Essa vontade de possuir e ser possuída
não foi, e nem é, bem aceita quando parte do lado feminino, devido a
preconceitos e repressões que a mulher sofre há muito tempo. Em um texto de Lúcia
Castello Branco (2004) vê-se que é impossível falar de erotismo sem levar em
consideração a “história de sua repressão”, pois em culturas como a ocidental,
erotismo e repressão desenvolvem juntos suas histórias.
A autora observa que essa repressão varia
de acordo com a cultura particular de cada povo. O Cristianismo, por exemplo,
condena o erotismo e caracteriza a prática sexual como ato pecaminoso, enquanto
que em religiões da civilização oriental, erotismo e religião caminham juntos,
incluindo guias para a aprendizagem sexual, como o Kama-Sutra, este que é um
manual de artes do amor em estilo hindu com diferenciadas “técnicas sexuais”.

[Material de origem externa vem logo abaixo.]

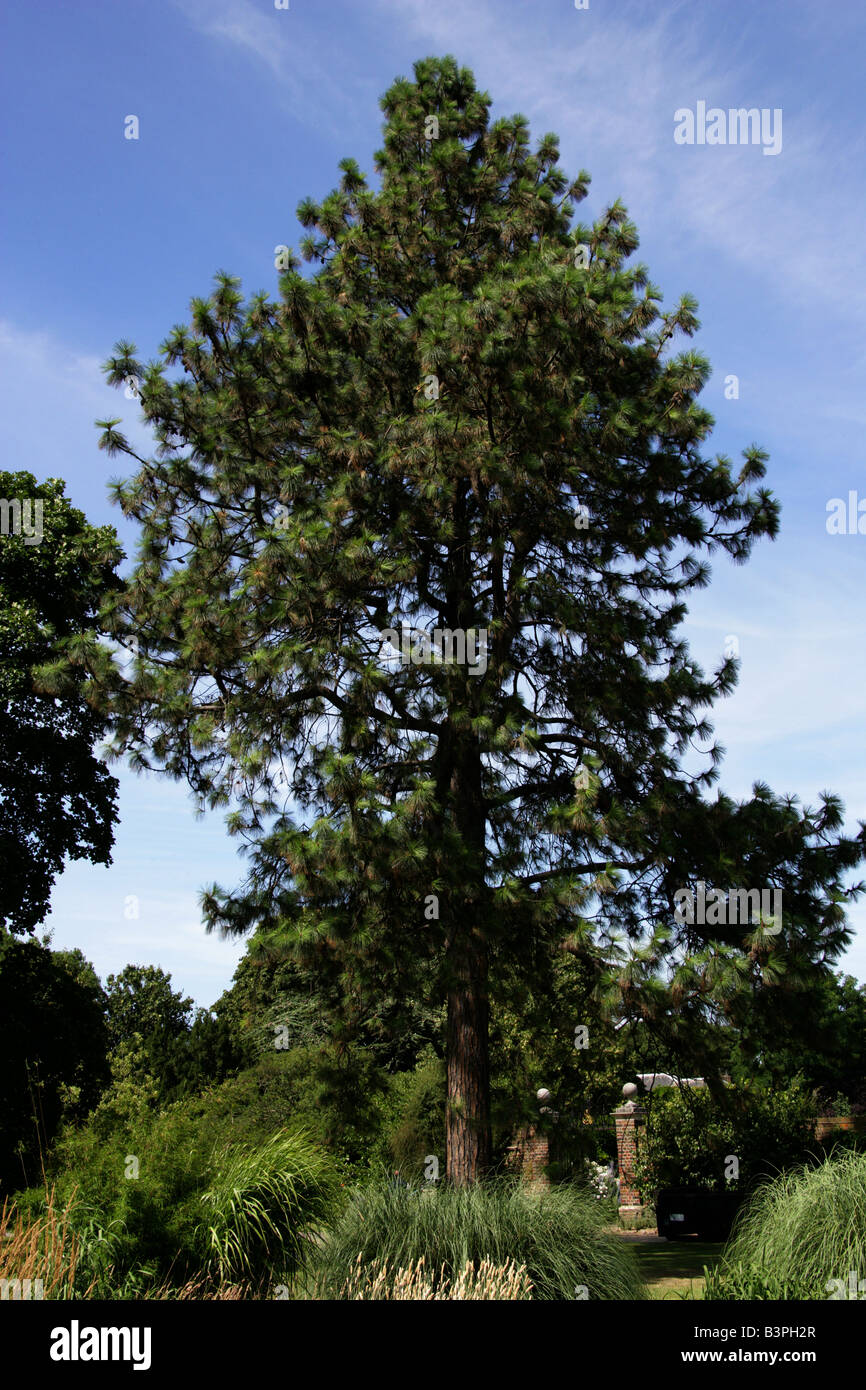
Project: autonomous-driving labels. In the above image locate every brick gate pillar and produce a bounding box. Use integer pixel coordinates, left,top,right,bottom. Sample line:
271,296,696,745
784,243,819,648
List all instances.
613,1081,646,1213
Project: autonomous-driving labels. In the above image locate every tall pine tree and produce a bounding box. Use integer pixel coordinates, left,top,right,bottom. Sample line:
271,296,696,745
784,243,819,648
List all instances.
45,58,866,1182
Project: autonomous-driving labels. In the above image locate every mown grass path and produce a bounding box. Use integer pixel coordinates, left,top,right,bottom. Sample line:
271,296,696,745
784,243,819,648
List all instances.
619,1232,724,1298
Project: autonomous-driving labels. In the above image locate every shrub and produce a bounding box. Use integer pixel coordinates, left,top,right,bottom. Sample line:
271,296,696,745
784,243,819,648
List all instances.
705,1151,866,1298
308,1179,645,1300
635,1081,819,1197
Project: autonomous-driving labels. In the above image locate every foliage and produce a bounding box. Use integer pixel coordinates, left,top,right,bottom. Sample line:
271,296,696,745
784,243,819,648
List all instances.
370,1048,445,1179
0,930,108,1191
42,57,866,1182
635,1080,817,1195
0,1191,90,1298
46,1067,336,1297
727,972,866,1115
196,1133,336,1287
0,471,122,934
341,1255,532,1302
304,1179,644,1300
705,1152,866,1300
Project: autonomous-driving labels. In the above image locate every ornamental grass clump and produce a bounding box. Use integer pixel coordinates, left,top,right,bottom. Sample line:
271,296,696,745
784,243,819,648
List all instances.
313,1179,646,1300
196,1131,339,1284
705,1151,866,1298
0,1190,88,1300
341,1255,532,1302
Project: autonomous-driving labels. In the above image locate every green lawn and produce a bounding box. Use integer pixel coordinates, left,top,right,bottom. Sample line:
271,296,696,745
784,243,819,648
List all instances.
623,1236,724,1298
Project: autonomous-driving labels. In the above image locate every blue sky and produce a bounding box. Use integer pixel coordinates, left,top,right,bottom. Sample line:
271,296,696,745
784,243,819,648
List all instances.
0,0,866,1005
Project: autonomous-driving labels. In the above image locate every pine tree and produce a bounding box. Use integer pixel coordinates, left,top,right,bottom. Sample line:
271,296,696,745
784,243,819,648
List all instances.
45,58,865,1183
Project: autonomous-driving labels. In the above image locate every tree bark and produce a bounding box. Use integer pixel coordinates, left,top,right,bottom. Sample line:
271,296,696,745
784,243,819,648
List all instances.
443,738,491,1186
445,931,491,1186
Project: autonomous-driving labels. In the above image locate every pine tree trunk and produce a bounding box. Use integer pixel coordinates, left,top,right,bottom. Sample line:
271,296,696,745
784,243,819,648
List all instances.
445,933,491,1186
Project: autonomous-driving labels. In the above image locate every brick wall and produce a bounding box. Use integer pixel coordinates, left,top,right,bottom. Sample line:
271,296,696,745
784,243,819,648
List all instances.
507,1125,550,1187
613,1101,645,1208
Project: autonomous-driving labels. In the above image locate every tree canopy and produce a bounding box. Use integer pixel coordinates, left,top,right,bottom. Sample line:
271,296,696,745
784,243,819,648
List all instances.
44,58,866,1182
0,473,122,933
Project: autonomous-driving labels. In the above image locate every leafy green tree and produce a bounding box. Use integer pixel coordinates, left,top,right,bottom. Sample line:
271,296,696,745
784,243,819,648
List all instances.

No entanto, este manual contém proibições sexuais direcionadas às mulheres,
estas que devem ser boas esposas e devem ser acima de tudo, submissas.
Através da leitura do artigo O corpo e a voz da mulher brasileira na sua
literatura: o discurso erótico de Márcia Denser (Bailey, 2005) observa-se
que, conforme as mulheres escritoras mostram, o seu discurso contra esse tipo
de tabu (repressão e erotismo
feminino), vão encontrando uma linguagem própria sob as quais se expressam e,
com o passar dos tempos, vão se descobrindo novas mulheres prontas para viverem
e escreverem sobre o que elas gostam e querem como, por exemplo, a protagonista
em discussão: “Venha para a cama comigo!”, “Maria Angélica dava gritinhos na
hora do amor”.
O livro em abordagem, apesar de ter sido
polêmico na época em que foi lançado, acaba por revelar um conteúdo erótico
ingênuo aos olhos contemporâneos, sob os quais o corpo é tratado como um meio/
suporte para prazer e felicidade e não mais como um escândalo ou algo parecido.
Referências:
CASTELLO
BRANCO, Lúcia. O que é erotismo. São
Paulo: Brasiliense, 2004. (Primeiros Passos, 136). LISPECTOR,
Clarice. A via crucis do corpo. Rio de Janeiro: Rocco, 1998
BAILEY, Cristina Ferreira-Pinto.
O corpo e a voz da mulher brasileira na sua literatura: o discurso
erótico de Márcia Denser. On line. Disponível em: http://www.cronopios.com.br/site/ensaios.asp?id=128.
Acesso em: 12 nov 2010.
3 comentários:
o livro a via crucis do corpo, alem de tratar o erotismo trata temas cotidianos, é isso que faz um livro de leitura facil e um livro na qual a autora consegue trazer para ele toda uma vida real mostrando pontos mais grotescos para a sociedade.
Poliana
Achei interessante ter sido levantado a ideia de Lúcia Castello Branco a respeito da forte ligação entre erotismo e repressão, ou seja, há uma impossibilidade de se falar em erotismo sem fazer menção a história da repressão em cada cultura. Enquanto que no ocidente a repressão se deve ao cristianismo, em algumas regiões orientais o erotismo e a religião estão intimamente relacionados, embora ainda haja algumas proibições as mulheres. Assim, pode-se perceber que a repressão da sexualidade é construída culturalmente. Pelo fato de socialmente o corpo envelhecido ser desvalorizado e também achar que este não mereça ser tomado pelo prazer há inúmeros preconceitos contra a sexualidade dos idosos. Clarice é fantástica de ter levantado essa problematização não só neste conto como também em “Ruído de passos”.
Os contos de Clarice Lispector no livro Via Crucis do Corpo,trata-se de problemas vividos no cotidiano do ser humano.